# Data Preparation¶
### In this notebook we will prepare our data for our search function to use.
### Currently we have data stored in four different csv files.
<ul>
<li>AnimeList.csv</li>
<li>Anime_data.csv</li>
</ul>
### It can be computationally expensive to produce analysis results from multiple data-sources for incomming stream of requests. So we will prepare our data and save it in an easily searchable structure.

In [68]:
# Importing the needed modules...
import pandas as pd
from collections import defaultdict
from os import getcwd

## Define Paths to data files

In [69]:
PATH_AnimeList   = f"{getcwd()}/Data_Sets/AnimeList.csv"
PATH_Anime_data  = f"{getcwd()}/Data_Sets/Anime_data.csv"

## Data Engineering
<ul>
    <li>## Geting data in dataframes.</li>
    <li>## Converting data to a single dictionary.</li>
</ul>

In [70]:
"""
    Read data from AnimeList.csv
"""
df_animelist            = pd.read_csv(PATH_AnimeList)
animelist_table_columns = df_animelist.columns.tolist()
print(f"COLUMNS : {animelist_table_columns}")

COLUMNS : ['anime_id', 'title', 'title_english', 'title_japanese', 'title_synonyms', 'image_url', 'type', 'source', 'episodes', 'status', 'airing', 'aired_string', 'aired', 'duration', 'rating', 'score', 'scored_by', 'rank', 'popularity', 'members', 'favorites', 'background', 'premiered', 'broadcast', 'related', 'producer', 'licensor', 'studio', 'genre', 'opening_theme', 'ending_theme']


In [71]:

"""
    Read data from Anime_data.csv
"""
df_anime_data        = pd.read_csv(PATH_Anime_data)
anime_data_table_columns = df_anime_data.columns.tolist()
print(f"COLUMNS : {anime_data_table_columns}")

COLUMNS : ['anime_id', 'name', 'genre', 'type', 'episodes', 'rating', 'members']


<ul><li> anime_id is a common column in both the tables so we will use it as a primary search-keyas well as a sort key.</li>
<li>A user will always search an anime by its title so we will create a Global secondary index to be able to perform search our datastore.
it will obviously take some extra space but almost negligible as compared to the size of the original data.
In addition, It will make our searching faster and efficient.</li><ul>

In [72]:
print(f"It is {pd.Series(df_animelist['anime_id']).is_unique}  that the column 'anime_id' has unique values for all entries in Animelist dataframe.")
print(f"It is {pd.Series(df_anime_data['anime_id']).is_unique}  that the column 'anime_id' has unique values for all entries in Anime_data dataframe.")

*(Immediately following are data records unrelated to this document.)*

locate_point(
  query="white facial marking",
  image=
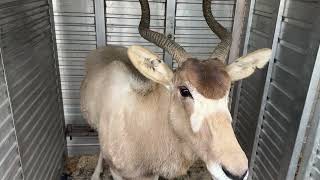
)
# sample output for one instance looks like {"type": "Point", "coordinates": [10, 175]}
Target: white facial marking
{"type": "Point", "coordinates": [203, 107]}
{"type": "Point", "coordinates": [217, 172]}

# Sort AnimeList dataframe on the basis of anime_id as anime_id is unique for all entries...
df_animelist_sorted = df_animelist.sort_values(by=['anime_id'])

# Sort Anime_data dataframe on the basis of anime_id as anime_id is unique for all entries...
df_anime_data_sorted  = df_anime_data.sort_values(by=['anime_id'])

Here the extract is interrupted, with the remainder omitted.